Title: Sex-differences in sympathetic neural recruitment in elderly hypertension


Awardee: Dr. Mark Badrov


Mentor: Dr. Qi Fu


Summary: This research will test the hypothesis that sympathetic axonal recruitment is augmented during orthostatic stress in elderly hypertensive women. Four interrelated problems form the importance of this research: 1) Globally, hypertension remains a major public health concern and represents a significant risk factor for cardiovascular disease-related morbidity and mortality; 2) Aging is accompanied by sympathetic nervous system dysregulation; 3) More elderly women than men have hypertension; and 4) Blood pressure control rates are markedly lower in elderly hypertensive women. Whether altered sympathetic neural recruitment during daily life stress, such as orthostasis or upright posture, plays a role in the higher rates of hypertension seen in elderly women remains unknown. To test our hypothesis, we plan to compare the magnitude and patterning of sympathetic action potential (AP) discharge during orthostatic stress in elderly normotensive and hypertensive men and women.

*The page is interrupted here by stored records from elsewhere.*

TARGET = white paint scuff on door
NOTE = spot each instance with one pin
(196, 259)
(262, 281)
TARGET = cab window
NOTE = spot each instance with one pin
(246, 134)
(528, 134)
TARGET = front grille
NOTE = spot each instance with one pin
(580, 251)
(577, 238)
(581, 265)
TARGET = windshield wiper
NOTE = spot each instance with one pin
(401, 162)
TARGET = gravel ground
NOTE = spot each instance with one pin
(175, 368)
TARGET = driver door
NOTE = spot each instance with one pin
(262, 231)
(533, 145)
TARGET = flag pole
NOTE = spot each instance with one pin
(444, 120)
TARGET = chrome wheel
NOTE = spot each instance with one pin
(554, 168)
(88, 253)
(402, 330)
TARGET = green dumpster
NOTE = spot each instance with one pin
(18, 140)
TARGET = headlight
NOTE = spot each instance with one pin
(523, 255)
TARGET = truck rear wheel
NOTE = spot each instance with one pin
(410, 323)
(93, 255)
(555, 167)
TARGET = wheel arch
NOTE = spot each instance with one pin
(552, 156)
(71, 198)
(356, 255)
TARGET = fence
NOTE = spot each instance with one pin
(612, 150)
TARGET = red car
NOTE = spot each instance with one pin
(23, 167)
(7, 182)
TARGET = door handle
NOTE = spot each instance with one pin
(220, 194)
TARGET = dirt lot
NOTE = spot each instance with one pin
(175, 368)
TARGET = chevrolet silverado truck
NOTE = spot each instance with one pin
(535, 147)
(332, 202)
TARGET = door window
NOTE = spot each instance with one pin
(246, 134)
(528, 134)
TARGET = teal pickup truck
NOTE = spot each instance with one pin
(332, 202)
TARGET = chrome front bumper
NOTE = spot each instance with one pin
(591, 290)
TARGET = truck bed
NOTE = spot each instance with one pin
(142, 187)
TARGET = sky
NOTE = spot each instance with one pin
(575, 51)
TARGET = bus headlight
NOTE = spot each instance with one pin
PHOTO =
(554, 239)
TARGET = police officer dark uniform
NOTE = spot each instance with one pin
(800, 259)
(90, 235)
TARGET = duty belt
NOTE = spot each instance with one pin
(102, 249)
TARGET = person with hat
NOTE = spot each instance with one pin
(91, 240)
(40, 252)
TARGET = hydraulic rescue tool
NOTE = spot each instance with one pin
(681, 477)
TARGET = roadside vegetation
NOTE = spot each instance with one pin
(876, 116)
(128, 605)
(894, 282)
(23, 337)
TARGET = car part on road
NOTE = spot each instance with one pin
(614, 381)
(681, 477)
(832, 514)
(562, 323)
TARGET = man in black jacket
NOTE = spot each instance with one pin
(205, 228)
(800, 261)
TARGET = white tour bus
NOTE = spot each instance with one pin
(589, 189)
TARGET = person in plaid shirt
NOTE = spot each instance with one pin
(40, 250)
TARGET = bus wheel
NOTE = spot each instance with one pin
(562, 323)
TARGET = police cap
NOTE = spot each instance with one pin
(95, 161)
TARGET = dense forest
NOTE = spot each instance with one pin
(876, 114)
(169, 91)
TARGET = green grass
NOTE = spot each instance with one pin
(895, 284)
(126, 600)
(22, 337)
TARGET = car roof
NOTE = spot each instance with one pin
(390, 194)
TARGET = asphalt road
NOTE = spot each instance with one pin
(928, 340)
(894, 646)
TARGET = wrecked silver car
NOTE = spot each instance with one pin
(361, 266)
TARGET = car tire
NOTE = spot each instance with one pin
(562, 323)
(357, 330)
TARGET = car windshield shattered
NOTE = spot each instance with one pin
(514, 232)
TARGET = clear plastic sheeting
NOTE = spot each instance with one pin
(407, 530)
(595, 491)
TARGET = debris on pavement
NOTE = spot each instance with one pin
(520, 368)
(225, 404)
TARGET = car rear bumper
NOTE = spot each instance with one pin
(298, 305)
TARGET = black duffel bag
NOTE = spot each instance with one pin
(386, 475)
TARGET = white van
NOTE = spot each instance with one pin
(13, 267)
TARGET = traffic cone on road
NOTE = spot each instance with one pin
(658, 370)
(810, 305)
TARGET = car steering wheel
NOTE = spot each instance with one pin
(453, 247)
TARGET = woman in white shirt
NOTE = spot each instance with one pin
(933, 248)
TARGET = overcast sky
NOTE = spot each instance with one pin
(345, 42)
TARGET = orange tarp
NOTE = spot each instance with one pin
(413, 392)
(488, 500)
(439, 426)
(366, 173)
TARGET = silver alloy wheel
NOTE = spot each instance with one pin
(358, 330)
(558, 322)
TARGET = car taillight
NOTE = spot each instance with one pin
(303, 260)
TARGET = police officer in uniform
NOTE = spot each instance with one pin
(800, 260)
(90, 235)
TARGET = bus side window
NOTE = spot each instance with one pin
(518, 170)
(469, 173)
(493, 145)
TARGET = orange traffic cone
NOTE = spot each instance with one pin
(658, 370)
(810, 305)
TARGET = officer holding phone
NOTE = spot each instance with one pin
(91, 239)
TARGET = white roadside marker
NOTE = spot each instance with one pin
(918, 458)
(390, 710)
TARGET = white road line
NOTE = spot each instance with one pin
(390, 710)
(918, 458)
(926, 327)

Title: Optical methods for the characterization of facial autonomic function


Awardee: Dr. Melissa Cortez


Mentor: Dr. K.C. Brennan


Summary: The craniofacial region is relatively neglected in current autonomic reflex testing. Yet changes in pupillary and trigeminovascular, in addition to cardiovascular autonomic regulation, have been demonstrated in several headache (HA) disorders and may serve as a basis for physiological distinction, generating insights into pathophysiology with important treatment implications. We have developed a novel non-invasive approach to the assessment of craniofacial autonomic function, including quantitative pupillometric indices and trigeminovascular reflex (TVR) assessment via optical imaging to extend the currently available standardized autonomic reflex screen (ARS). Migraine HA serves as an ideal candidate disease in which to test our expanded autonomic testing battery. Alterations in both cardiovascular and craniofacial measures have been demonstrated during and between migraine attacks. However, the findings have been mixed, generating equipoise that we hope to resolve. One possible reason could be that the severity and pattern of autonomic disruption in migraineurs evolves as the disease progresses. Yet a vast majority of studies do not formally assess disease burden. Our published and preliminary data show significant differences in TVR and pupillary responses between episodic (EM) and chronic migraine (CM; >2 HA/week) and from healthy, non-HA (NH) controls. Thus, migraine autonomic symptoms appear to scale with disease burden; this may explain the disparate results in the migraine literature. We propose a test of this overall hypothesis, utilizing standardized autonomic assessment paired with pupillometry and our novel optical TVR assessment, to quantitatively characterize features of cardiovascular and craniofacial autonomic physiology in migraine HA across the spectrum of disease severity.